There are many tales of the same type, for reference here, I am using the brothers Grimm version of Cinderella as translated by Margaret Taylor in 1884. That the two tales spring from the same root is quite apparent. The stories share more than just a tale-type. Various motif similarities fall one after another throughout both versions of the tale, beginning with the title itself “Cinderella,” pointing to the girl in cinders, as it were, and “Sackcloth” her very name referring to coarsely woven fabric. Both, daughters of successful men, have lost their mother. Living lives of trouble, both end up at parties of royalty with their true beauty, previously covered by sack cloth and cinders, now exposed. Both end up charming a prince with their inherent beauty and to the prince, end up married. The two, in many ways, the same story.
The interest I have is spawned in the differences which can be traced to the cultural roots of either version of the tale. The antagonist in Cinderella is the wicked stepmother which is relatively typical of this type of tale from the Indo-European perspective, however in Sackcloth’s case the antagonist is her step-father who rather than servitude from the stepdaughter, is seeking something dangerously close to incest, marriage to the stepdaughter. A conflict of a type much more typical of the cultural environment in the palestinian Arab environment. An environment in which there is apparent conflict between religious allowance and societal beliefs. The folk tales reveal the peoples truer and more personal feelings towards technically acceptable behaviors. The sexual/incestual aspect is absent in the Indo-European version where the type of domineering environment is more likely to be found at the hands of a “wicked stepmother” than a sexually interested stepfather treading dangerously close to incest.

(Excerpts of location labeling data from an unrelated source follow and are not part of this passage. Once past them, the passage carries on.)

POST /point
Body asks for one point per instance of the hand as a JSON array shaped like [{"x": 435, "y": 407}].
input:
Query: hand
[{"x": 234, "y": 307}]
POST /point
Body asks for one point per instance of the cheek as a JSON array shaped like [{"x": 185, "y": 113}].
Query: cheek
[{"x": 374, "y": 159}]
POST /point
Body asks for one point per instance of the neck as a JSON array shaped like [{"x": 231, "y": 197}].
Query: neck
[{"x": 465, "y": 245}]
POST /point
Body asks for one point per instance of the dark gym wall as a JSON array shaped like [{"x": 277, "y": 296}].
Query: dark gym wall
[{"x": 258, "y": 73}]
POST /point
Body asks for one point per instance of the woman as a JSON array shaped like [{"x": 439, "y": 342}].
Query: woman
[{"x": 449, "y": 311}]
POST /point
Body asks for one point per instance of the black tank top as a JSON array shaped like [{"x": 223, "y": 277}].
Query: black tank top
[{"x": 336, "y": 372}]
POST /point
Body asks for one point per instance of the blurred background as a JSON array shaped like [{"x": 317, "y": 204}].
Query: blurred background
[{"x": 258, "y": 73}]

Absent from the Indo-European version is the disguise of dressing as another sex. Dressing as a male to avoid the sexual advances of a stepfather. The prince dressing as a woman to gain access to the hidden identity of the maiden who held his interest. This aspect of the tale would not fit in so nicely in an Indo-European community, particularly the cross-dressing aspect, but in the Palestinian Arabic realm it fits quite nicely and the lesson of the tale is enhanced. The incestuous aspect of the Sackcloth version carries an important cultural vibe which would be absent in the Indo-European surrounding of Cinderella. The domineering behavior of the stepMOTHER and stepSISTERS are not necessary in the Palestinian version. Such is not a typical moral situation found, at the time, in Palestine.
We find motif similarities such as L131, Hearth abode of unpromising heroin, N711.6 prince sees maiden at ball and is enamored, R213 escape from home, and others.
The overall lesson of the abstractly abandoned child, missing the mother, finding and putting to use her own innate beauty and coming out on top in the end, is driven home in both tales and is done so in a fashion relative to the cultural environments in which the differing tales were told.
These two tales are a nice example of the type of tales which spawned the modern usage of the terms “folk psychology,” “Cinderella philosophy,” “Cinderella complex” and the value of folklore is amplified… again.